Gender and Hawaiian Music

Iʻm making lists and checking them twice. And the exercise is kind of eye-opening. So let me think out loud.

I started with a question related to my teaching experience. I teach a course called “American Musical Soundscapes.” So I thought, out of fun, if I were to draw up a gallery of 6-8 prominent composers over the 20th century, who would I include? My off-the-cuff list started like this:

Charles Ives, Aaron Copland, Duke Ellington, Philip Glass, Leonard Bernstein . . . uh, five men. Who are possible women for inclusion? Meredith Monk, Laurie Anderson . . . Yes, many more, but how many have achieved the kind of stature as the first five men whose names  automatically began the list?

Then I tried “songwriters”–songs are on a different scale from the kind of compositions by the above group. My off-the-cuff list started like this:

Irving Berlin, Stephen Foster, George Gershwin, Hank Williams, James Brown, James MacGranahan, Rev. Thomas Dorsey, James Taylor, Carole King, Gil Scott-Heron, Tupac Shakur, William Bolcom … only one woman so far.
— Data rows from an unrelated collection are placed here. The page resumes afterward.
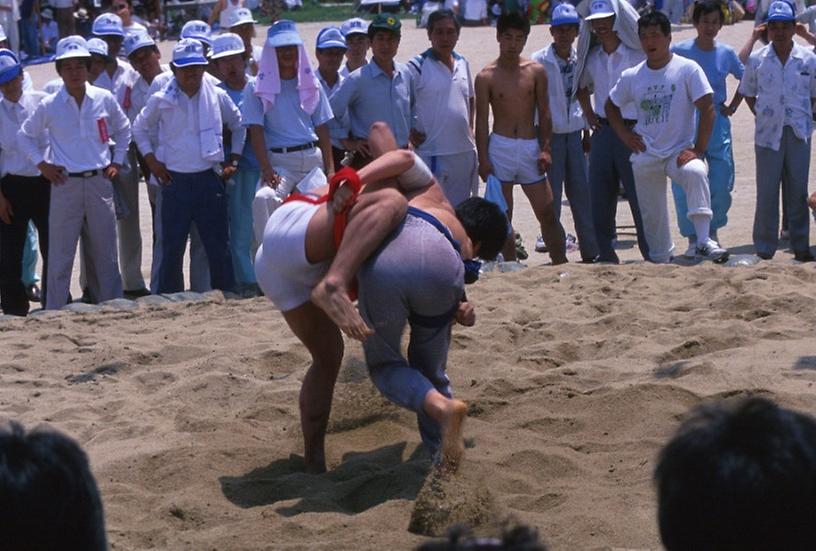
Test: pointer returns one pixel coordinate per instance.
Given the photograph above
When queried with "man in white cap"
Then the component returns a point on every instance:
(286, 112)
(355, 31)
(609, 165)
(24, 193)
(79, 121)
(229, 56)
(329, 50)
(379, 91)
(118, 78)
(180, 134)
(568, 172)
(444, 104)
(241, 22)
(779, 86)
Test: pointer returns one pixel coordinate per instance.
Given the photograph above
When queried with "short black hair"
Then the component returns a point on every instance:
(48, 496)
(654, 18)
(739, 476)
(59, 62)
(513, 20)
(439, 15)
(485, 225)
(704, 7)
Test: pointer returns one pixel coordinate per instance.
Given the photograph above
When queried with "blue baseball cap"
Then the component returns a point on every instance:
(598, 9)
(108, 24)
(197, 30)
(10, 67)
(330, 37)
(565, 14)
(283, 33)
(187, 52)
(355, 25)
(780, 11)
(137, 41)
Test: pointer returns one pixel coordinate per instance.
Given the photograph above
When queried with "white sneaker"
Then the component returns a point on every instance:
(691, 252)
(711, 250)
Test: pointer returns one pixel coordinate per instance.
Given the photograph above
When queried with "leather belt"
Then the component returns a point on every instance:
(309, 145)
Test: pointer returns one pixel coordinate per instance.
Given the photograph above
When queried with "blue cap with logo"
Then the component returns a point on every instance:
(355, 25)
(330, 37)
(565, 14)
(137, 41)
(10, 67)
(72, 46)
(283, 33)
(225, 45)
(108, 24)
(197, 30)
(187, 52)
(780, 11)
(598, 9)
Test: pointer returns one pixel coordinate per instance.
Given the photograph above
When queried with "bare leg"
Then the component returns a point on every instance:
(371, 219)
(324, 342)
(541, 200)
(509, 249)
(451, 416)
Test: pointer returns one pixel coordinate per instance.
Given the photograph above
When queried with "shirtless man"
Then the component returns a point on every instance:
(515, 87)
(423, 287)
(307, 277)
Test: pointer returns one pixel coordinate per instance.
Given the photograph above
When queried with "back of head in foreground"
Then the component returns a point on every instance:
(739, 477)
(48, 496)
(485, 225)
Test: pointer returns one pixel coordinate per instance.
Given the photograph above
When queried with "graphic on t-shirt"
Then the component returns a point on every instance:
(656, 103)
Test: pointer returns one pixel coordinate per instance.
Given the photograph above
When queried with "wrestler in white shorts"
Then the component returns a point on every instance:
(515, 160)
(284, 274)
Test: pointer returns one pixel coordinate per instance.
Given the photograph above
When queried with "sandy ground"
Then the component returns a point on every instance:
(575, 376)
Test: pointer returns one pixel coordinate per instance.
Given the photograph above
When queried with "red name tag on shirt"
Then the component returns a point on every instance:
(103, 130)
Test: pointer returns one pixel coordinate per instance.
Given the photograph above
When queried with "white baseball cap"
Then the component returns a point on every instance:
(355, 25)
(10, 67)
(187, 52)
(197, 30)
(108, 24)
(241, 16)
(226, 44)
(97, 46)
(598, 9)
(72, 46)
(137, 41)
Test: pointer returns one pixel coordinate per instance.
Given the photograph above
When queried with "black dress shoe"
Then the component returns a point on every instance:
(33, 293)
(803, 256)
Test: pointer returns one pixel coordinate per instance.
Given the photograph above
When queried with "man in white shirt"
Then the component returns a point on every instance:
(779, 86)
(180, 134)
(668, 90)
(568, 171)
(80, 120)
(118, 78)
(609, 165)
(24, 193)
(444, 105)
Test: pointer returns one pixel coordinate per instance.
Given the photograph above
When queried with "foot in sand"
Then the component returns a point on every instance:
(334, 301)
(452, 442)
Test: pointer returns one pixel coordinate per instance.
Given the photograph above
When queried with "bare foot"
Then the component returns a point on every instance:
(452, 443)
(334, 301)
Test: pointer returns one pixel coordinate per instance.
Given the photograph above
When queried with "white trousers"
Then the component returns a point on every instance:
(650, 174)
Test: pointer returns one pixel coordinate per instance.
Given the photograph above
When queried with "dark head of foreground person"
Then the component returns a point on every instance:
(739, 477)
(48, 497)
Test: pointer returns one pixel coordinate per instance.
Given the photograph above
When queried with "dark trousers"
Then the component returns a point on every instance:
(197, 197)
(609, 166)
(29, 198)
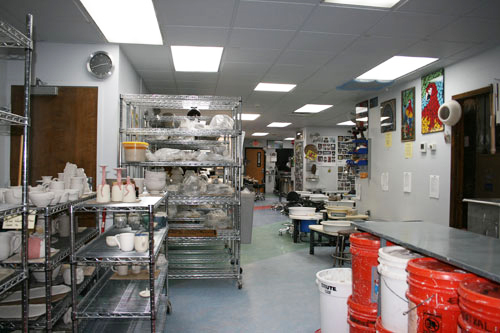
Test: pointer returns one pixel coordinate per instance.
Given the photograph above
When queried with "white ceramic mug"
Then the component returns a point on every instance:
(141, 242)
(120, 269)
(125, 241)
(67, 276)
(10, 243)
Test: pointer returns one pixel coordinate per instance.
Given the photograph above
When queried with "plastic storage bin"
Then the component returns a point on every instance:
(135, 151)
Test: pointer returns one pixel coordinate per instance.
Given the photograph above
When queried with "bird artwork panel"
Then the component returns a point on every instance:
(432, 98)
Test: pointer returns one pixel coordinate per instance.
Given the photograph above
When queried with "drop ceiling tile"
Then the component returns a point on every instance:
(321, 42)
(293, 74)
(271, 15)
(469, 29)
(441, 7)
(260, 38)
(263, 56)
(488, 9)
(209, 13)
(435, 49)
(410, 24)
(195, 36)
(332, 19)
(301, 57)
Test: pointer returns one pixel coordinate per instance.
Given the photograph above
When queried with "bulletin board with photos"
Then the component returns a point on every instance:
(326, 150)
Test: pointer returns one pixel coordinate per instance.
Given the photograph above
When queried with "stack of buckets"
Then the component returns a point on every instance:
(362, 312)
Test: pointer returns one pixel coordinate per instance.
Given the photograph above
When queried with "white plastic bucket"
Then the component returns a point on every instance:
(393, 286)
(335, 286)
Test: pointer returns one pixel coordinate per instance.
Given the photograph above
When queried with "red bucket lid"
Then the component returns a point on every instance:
(480, 291)
(365, 309)
(433, 268)
(364, 239)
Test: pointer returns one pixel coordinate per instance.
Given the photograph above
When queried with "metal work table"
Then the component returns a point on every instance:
(470, 251)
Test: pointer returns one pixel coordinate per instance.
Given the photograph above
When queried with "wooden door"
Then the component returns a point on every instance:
(63, 129)
(255, 164)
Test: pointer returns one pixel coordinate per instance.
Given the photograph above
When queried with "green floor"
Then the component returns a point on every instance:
(267, 243)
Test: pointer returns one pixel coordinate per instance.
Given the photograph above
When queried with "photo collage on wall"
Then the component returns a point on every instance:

So then, thinking in terms of parallel universes–what would a list of songwriters in Hawaiian music look like? Again, note–this is off the cuff, off the top of my head. Iʻm trying to call some attention to a kind of process here.

Prominent songwriters:  Nā Lani ‘Ehā (Kalākaua, Lili’uokalani, Likelike, Leleiōhōkū), Helen Desha Beamer, Charles E. King, John K. Almeida, Lena Machado, Alice Namakelua, Mary Kawena Pukui, Bill Lincoln, Dennis Kamakahi, Kainani Kahaenaele, Keali’i Reichel. Seven women, seven men. Interesting, yeah?

But what happens when the criteria are narrowed down to English-language hapa haole songs?

Here goes, off the cuff:  Sonny Cunha, Harry Owens, Alex Anderson, Tony Todaro, Kui Lee, Bob Nelson . . . ?? Zero women so far.

just thinking aloud . . .

This entry was posted in on my mind . . ., remarks. Bookmark the permalink.

3 Responses to Gender and Hawaiian Music

  1. Linda Lanham says:

    Interesting observations, albeit making choices that are educated but unavoidably personal. I like your thinking and will be most interested to see where it goes.

  2. Mary Johnson often wrote with Tony Todaro. Maybe in the 20th C, especially in the early years, women found greater opportunity and acceptance in literature?

  3. I’ve thought about this too, Amy. The same is true with the gender divide in film composers, I believe… hopefully we can make a change across the music culture to narrow this division as we progress.